El mercado de ideas tampoco protegería el discurso puramente privado, el que se hace para el entretenimiento o la autoexpresión (discurso de mayor peso en internet), o incluso el discurso político que no está formulado o es improbable que se comunique a otros. Sin embargo, la teoría de la libertad protege ese discurso bajo la justificación de que estas formas de expresión forman parte de la búsqueda de autonomía de un individuo.

La pregunta relevante para Baker no es si un discurso dado afecta el progreso hacia la identificación de la verdad, sino si funciona como parte de la autonomía de un individuo.
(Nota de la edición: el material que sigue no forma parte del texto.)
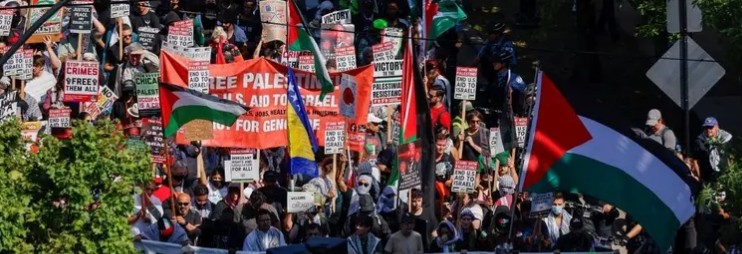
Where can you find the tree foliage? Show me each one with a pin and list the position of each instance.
(68, 171)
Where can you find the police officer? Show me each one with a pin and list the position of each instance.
(496, 42)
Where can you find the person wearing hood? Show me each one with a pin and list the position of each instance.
(447, 239)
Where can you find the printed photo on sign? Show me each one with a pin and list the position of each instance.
(348, 93)
(81, 81)
(464, 175)
(59, 118)
(521, 126)
(466, 84)
(410, 165)
(334, 137)
(334, 36)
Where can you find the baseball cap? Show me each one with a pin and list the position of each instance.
(373, 118)
(710, 122)
(653, 117)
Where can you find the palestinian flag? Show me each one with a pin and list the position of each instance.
(577, 146)
(447, 15)
(181, 105)
(300, 40)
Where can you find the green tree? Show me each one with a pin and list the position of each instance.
(69, 171)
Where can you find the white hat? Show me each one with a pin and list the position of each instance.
(373, 118)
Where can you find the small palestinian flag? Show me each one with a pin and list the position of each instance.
(181, 105)
(578, 146)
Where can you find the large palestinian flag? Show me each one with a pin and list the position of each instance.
(575, 148)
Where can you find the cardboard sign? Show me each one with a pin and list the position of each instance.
(147, 37)
(466, 84)
(387, 86)
(59, 118)
(348, 96)
(410, 165)
(81, 19)
(80, 81)
(8, 105)
(383, 51)
(148, 94)
(243, 168)
(6, 21)
(181, 33)
(541, 201)
(464, 175)
(334, 137)
(120, 10)
(337, 17)
(299, 201)
(273, 14)
(521, 126)
(152, 134)
(345, 58)
(306, 62)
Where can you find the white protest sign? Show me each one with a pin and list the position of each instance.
(387, 86)
(464, 174)
(521, 126)
(243, 168)
(348, 94)
(466, 84)
(345, 58)
(541, 201)
(299, 201)
(120, 10)
(6, 21)
(181, 33)
(383, 51)
(59, 118)
(337, 17)
(81, 81)
(334, 137)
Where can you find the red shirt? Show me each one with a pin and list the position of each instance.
(440, 116)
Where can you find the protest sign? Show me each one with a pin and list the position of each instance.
(306, 62)
(52, 27)
(334, 137)
(464, 175)
(541, 201)
(348, 102)
(410, 165)
(383, 51)
(153, 137)
(299, 201)
(337, 17)
(148, 94)
(273, 15)
(334, 36)
(147, 37)
(261, 84)
(59, 118)
(80, 81)
(521, 126)
(345, 58)
(466, 84)
(8, 106)
(243, 168)
(181, 33)
(6, 21)
(387, 86)
(393, 35)
(81, 19)
(120, 10)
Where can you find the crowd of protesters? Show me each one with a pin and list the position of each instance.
(357, 204)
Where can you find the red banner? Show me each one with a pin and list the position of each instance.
(260, 84)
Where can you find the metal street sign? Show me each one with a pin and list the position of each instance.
(703, 73)
(694, 17)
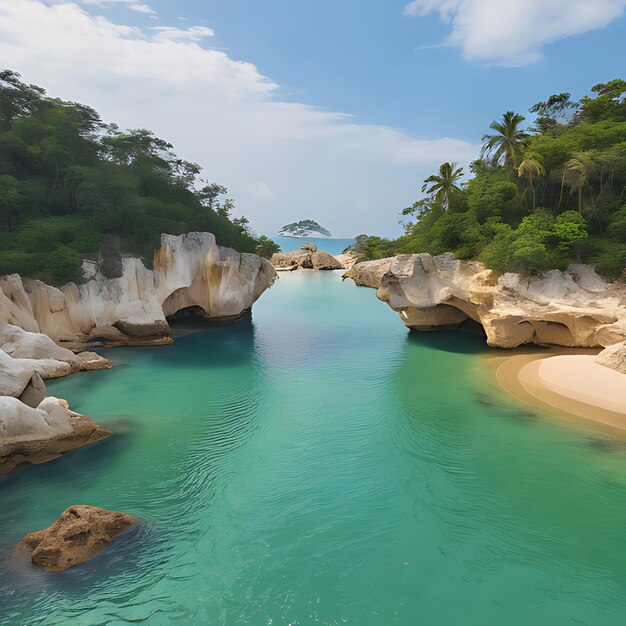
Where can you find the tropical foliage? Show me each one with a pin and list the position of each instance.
(540, 196)
(72, 187)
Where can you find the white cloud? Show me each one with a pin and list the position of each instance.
(282, 161)
(133, 5)
(513, 32)
(142, 8)
(172, 33)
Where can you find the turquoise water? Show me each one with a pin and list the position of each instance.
(332, 246)
(320, 465)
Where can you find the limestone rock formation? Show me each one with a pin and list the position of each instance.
(80, 533)
(307, 257)
(575, 308)
(347, 259)
(190, 271)
(614, 357)
(36, 435)
(368, 273)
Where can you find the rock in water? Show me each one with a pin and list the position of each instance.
(304, 228)
(614, 357)
(368, 273)
(307, 257)
(37, 435)
(575, 308)
(190, 271)
(80, 533)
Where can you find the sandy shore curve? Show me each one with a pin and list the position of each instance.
(566, 385)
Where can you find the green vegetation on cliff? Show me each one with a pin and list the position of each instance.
(71, 186)
(540, 197)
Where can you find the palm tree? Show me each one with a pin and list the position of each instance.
(576, 175)
(531, 168)
(505, 146)
(444, 183)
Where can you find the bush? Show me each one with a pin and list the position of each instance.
(64, 265)
(266, 247)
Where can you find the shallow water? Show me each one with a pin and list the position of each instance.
(327, 244)
(320, 465)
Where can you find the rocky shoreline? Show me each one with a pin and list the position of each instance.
(575, 308)
(45, 332)
(572, 308)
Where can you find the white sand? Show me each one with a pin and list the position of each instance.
(578, 378)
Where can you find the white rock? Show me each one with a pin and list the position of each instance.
(575, 308)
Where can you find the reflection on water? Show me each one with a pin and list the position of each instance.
(320, 465)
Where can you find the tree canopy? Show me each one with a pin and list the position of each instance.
(70, 185)
(540, 196)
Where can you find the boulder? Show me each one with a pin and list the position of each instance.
(189, 271)
(15, 374)
(575, 308)
(347, 259)
(90, 361)
(34, 393)
(37, 435)
(305, 258)
(78, 535)
(614, 357)
(368, 273)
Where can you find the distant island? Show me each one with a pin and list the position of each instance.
(304, 228)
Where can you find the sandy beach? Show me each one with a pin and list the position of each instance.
(567, 386)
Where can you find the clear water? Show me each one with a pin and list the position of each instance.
(332, 246)
(320, 465)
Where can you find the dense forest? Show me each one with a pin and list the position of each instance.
(72, 187)
(540, 196)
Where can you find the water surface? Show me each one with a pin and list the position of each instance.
(327, 244)
(319, 465)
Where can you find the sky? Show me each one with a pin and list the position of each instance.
(332, 110)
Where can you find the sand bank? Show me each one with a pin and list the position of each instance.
(566, 385)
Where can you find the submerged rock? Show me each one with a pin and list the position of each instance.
(575, 308)
(614, 357)
(189, 271)
(368, 273)
(307, 257)
(80, 533)
(37, 435)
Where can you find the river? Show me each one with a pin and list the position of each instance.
(318, 464)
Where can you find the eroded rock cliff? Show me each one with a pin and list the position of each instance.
(38, 323)
(190, 271)
(575, 308)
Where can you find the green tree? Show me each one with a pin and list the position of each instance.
(16, 97)
(531, 168)
(266, 247)
(576, 174)
(10, 198)
(570, 229)
(505, 145)
(442, 185)
(557, 109)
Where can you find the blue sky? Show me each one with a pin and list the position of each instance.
(420, 85)
(367, 58)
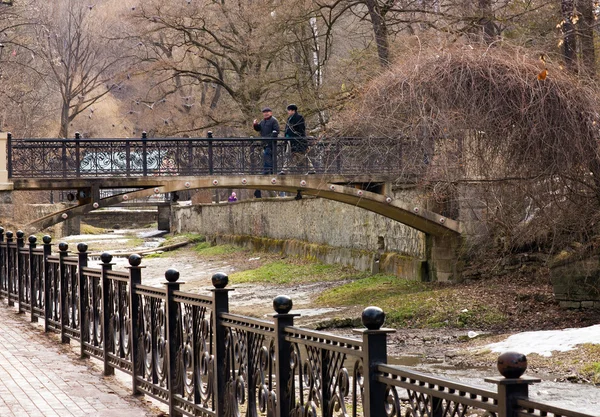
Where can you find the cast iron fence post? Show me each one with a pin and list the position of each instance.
(2, 263)
(19, 269)
(511, 385)
(106, 266)
(374, 354)
(33, 276)
(173, 340)
(77, 155)
(283, 351)
(210, 153)
(220, 306)
(83, 305)
(135, 279)
(10, 273)
(46, 267)
(145, 153)
(9, 153)
(64, 314)
(64, 157)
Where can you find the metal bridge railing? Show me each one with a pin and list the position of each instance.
(131, 157)
(192, 353)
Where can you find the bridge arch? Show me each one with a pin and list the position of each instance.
(412, 215)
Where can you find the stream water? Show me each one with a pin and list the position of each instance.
(578, 397)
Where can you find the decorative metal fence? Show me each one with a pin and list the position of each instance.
(191, 353)
(76, 158)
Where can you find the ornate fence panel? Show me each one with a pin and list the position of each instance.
(75, 158)
(53, 307)
(92, 326)
(152, 323)
(191, 353)
(326, 374)
(193, 387)
(431, 396)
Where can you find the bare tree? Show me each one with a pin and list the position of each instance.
(79, 61)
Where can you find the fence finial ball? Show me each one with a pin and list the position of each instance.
(373, 318)
(172, 275)
(106, 258)
(282, 304)
(135, 259)
(220, 280)
(512, 364)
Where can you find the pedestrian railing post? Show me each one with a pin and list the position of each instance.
(33, 277)
(106, 266)
(2, 263)
(135, 279)
(174, 381)
(63, 308)
(19, 269)
(82, 261)
(46, 271)
(283, 352)
(10, 268)
(374, 354)
(77, 155)
(220, 305)
(145, 153)
(210, 154)
(511, 385)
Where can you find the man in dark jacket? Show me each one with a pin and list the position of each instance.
(268, 128)
(295, 130)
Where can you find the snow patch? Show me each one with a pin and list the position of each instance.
(545, 342)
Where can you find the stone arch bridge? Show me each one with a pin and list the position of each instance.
(348, 170)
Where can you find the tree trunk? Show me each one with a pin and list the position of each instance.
(568, 29)
(586, 36)
(381, 33)
(64, 121)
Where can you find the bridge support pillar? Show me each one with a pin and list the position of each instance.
(5, 184)
(164, 217)
(443, 258)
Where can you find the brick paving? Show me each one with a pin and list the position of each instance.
(41, 377)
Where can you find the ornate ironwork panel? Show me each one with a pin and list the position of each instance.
(92, 303)
(249, 366)
(71, 307)
(429, 396)
(67, 158)
(24, 278)
(37, 275)
(120, 319)
(12, 260)
(153, 344)
(54, 318)
(4, 268)
(194, 382)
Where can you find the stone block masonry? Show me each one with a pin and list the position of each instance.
(325, 230)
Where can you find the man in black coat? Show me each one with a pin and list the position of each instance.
(268, 128)
(295, 131)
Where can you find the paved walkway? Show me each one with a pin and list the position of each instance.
(41, 377)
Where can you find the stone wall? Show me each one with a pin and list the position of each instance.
(576, 282)
(313, 227)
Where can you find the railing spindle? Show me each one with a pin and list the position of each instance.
(83, 305)
(106, 266)
(33, 277)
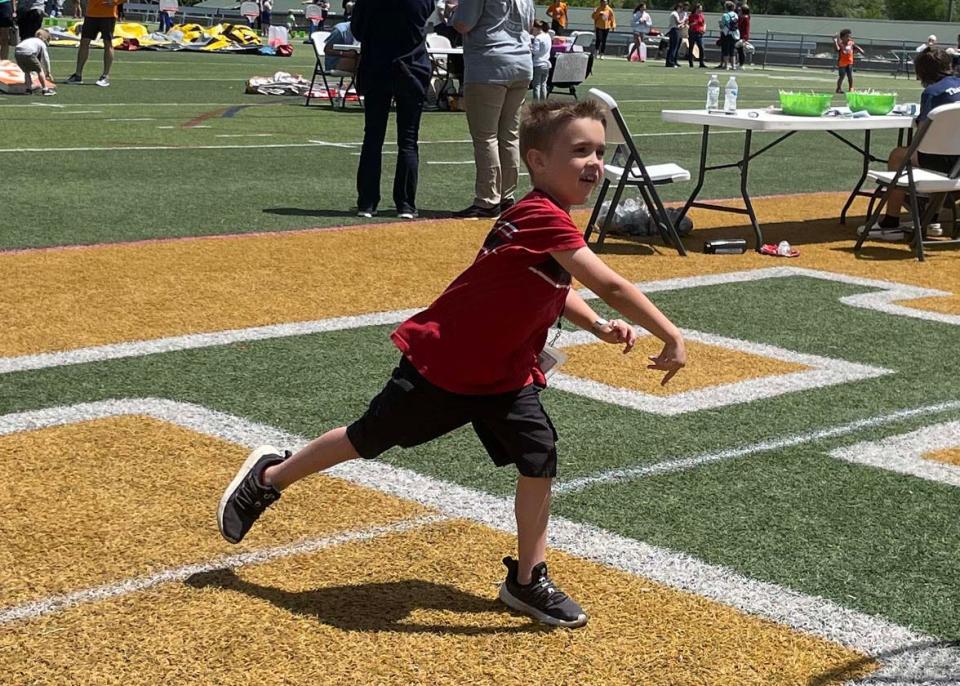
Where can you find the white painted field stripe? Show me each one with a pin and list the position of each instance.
(881, 301)
(243, 135)
(253, 146)
(904, 454)
(202, 340)
(138, 104)
(685, 463)
(821, 372)
(128, 148)
(58, 603)
(907, 657)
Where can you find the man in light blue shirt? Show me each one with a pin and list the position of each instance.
(497, 72)
(339, 60)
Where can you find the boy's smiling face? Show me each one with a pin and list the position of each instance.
(570, 169)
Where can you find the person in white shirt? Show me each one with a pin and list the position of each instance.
(33, 58)
(678, 21)
(540, 47)
(641, 23)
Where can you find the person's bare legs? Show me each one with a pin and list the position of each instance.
(895, 201)
(82, 55)
(107, 57)
(532, 509)
(321, 453)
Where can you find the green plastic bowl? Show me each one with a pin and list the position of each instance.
(804, 104)
(873, 103)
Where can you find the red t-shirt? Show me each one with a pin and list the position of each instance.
(484, 333)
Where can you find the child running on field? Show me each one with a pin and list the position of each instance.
(33, 58)
(472, 356)
(845, 50)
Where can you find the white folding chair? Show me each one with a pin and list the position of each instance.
(937, 135)
(633, 173)
(319, 39)
(584, 39)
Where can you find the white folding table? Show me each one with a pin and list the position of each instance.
(750, 120)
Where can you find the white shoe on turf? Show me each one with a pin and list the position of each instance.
(877, 232)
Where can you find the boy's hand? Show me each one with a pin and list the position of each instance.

Teoría negativa sobre la dignidad

Una de las teorías más relevantes de los últimos tiempos es la de los daños del discurso de odio, enunciada por Jeremy Waldron, cuya preocupación se encuentra en justificar los límites del discurso público desde el enfoque de la dignidad del individuo o de un colectivo minoritario. La dignidad es entendida en The Harm in Hatespeech[3] como los atributos de una persona que le permiten presentarse con seguridad en lo público; en los casos de quienes pertenecen a una minoría, estos atributos —argumenta Waldron— son negados por la estructura social. Waldron comienza con la premisa de que en una “sociedad bien ordenada” no solo todas las personas deben estar protegidas por la ley, sino que tienen derecho a vivir seguras de esta protección. “Cada persona [. . .] Debe ser capaz de hacer sus negocios, con la seguridad de que no habrá necesidad de enfrentar la hostilidad, la violencia, la discriminación o la exclusión de otros”. El discurso de odio socava este bien público esencial. “Cuando una sociedad se ve desfigurada con la señalización antisemita, las cruces ardientes y los folletos raciales difamatorios”, dice Waldron, esta seguridad de protección “se evapora. Una fuerza policiaca o el Departamento de Justicia pueden impedir que las personas sean atacadas o excluidas “, pero los objetivos del discurso de odio, asegura el autor, las excluye de la certeza de que la sociedad las considere como personas de igual dignidad.

Cualquiera de estos enfoques es razonable en sí mismo. Cada cual tiene límites externos e internos que favorecen una mirada crítica del derecho de la libertad de expresión. No obstante, ninguno contempla a profundidad las nuevas dimensiones de la libertad de expresión en el campo digital. Anteriormente, los discursos/acciones que sucedían en Nueva York, París o Ciudad de México eran juzgados por las leyes nacionales e interpretados de acuerdo con una tradición jurídica dada y un contexto concreto. Hoy el mundo entero juzga cada discurso desde un código compartido de valores proveniente de las corporaciones que dan soporte a la difusión de esos discursos.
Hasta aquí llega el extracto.